This paper presents a novel neuromorphic control architecture for upper-limb prostheses that combines surface electromyography (sEMG) with gaze-guided computer vision. The system uses a spiking neural network deployed on the neuromorphic processor AltAi to classify EMG patterns in real time while an eye-tracking headset and scene camera identify the object within the user's focus. In our prototype, the same EMG recognition model that was originally developed for a conventional GPU is deployed as a spiking network on AltAi, achieving comparable accuracy while operating in a sub-watt power regime, which enables a lightweight, wearable implementation. For six distinct functional gestures recorded from upper-limb amputees, the system achieves robust recognition performance comparable to state-of-the-art myoelectric interfaces. When the vision pipeline restricts the decision space to three context-appropriate gestures for the currently viewed object, recognition accuracy increases to roughly 95% while excluding unsafe, object-inappropriate grasps. These results indicate that the proposed neuromorphic, context-aware controller can provide energy-efficient and reliable prosthesis control and has the potential to improve safety and usability in everyday activities for people with upper-limb amputation.

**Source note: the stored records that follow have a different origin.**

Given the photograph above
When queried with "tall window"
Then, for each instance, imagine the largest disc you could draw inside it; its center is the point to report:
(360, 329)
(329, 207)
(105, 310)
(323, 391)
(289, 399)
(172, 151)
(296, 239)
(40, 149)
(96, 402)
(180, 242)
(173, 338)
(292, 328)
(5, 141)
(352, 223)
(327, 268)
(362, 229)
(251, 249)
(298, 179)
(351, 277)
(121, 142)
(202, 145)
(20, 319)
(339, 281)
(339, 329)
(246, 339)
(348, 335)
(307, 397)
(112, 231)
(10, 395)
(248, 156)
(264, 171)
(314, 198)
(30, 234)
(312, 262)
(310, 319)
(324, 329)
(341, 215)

翻译：本文提出了一种新颖的上肢假肢神经形态控制架构，该架构将表面肌电图与注视引导的计算机视觉相结合。该系统部署在神经形态处理器AltAi上的脉冲神经网络，用于实时分类肌电信号模式，同时通过眼动追踪头戴设备和场景摄像头识别用户注视焦点内的物体。在我们的原型中，最初为传统GPU开发的相同肌电识别模型，以脉冲网络形式部署于AltAi上，在亚瓦级功耗下实现了相当的识别精度，从而支持轻量级、可穿戴的实现方案。针对从上肢截肢者记录的六种不同功能手势，该系统实现了与最先进的肌电接口相当的稳健识别性能。当视觉处理流程将决策空间限制为当前注视物体对应的三种情境适宜手势时，识别准确率提升至约95%，同时排除了不安全且与物体不匹配的抓握方式。这些结果表明，所提出的神经形态情境感知控制器能够提供高能效且可靠的假肢控制，并具备改善上肢截肢者日常活动安全性与可用性的潜力。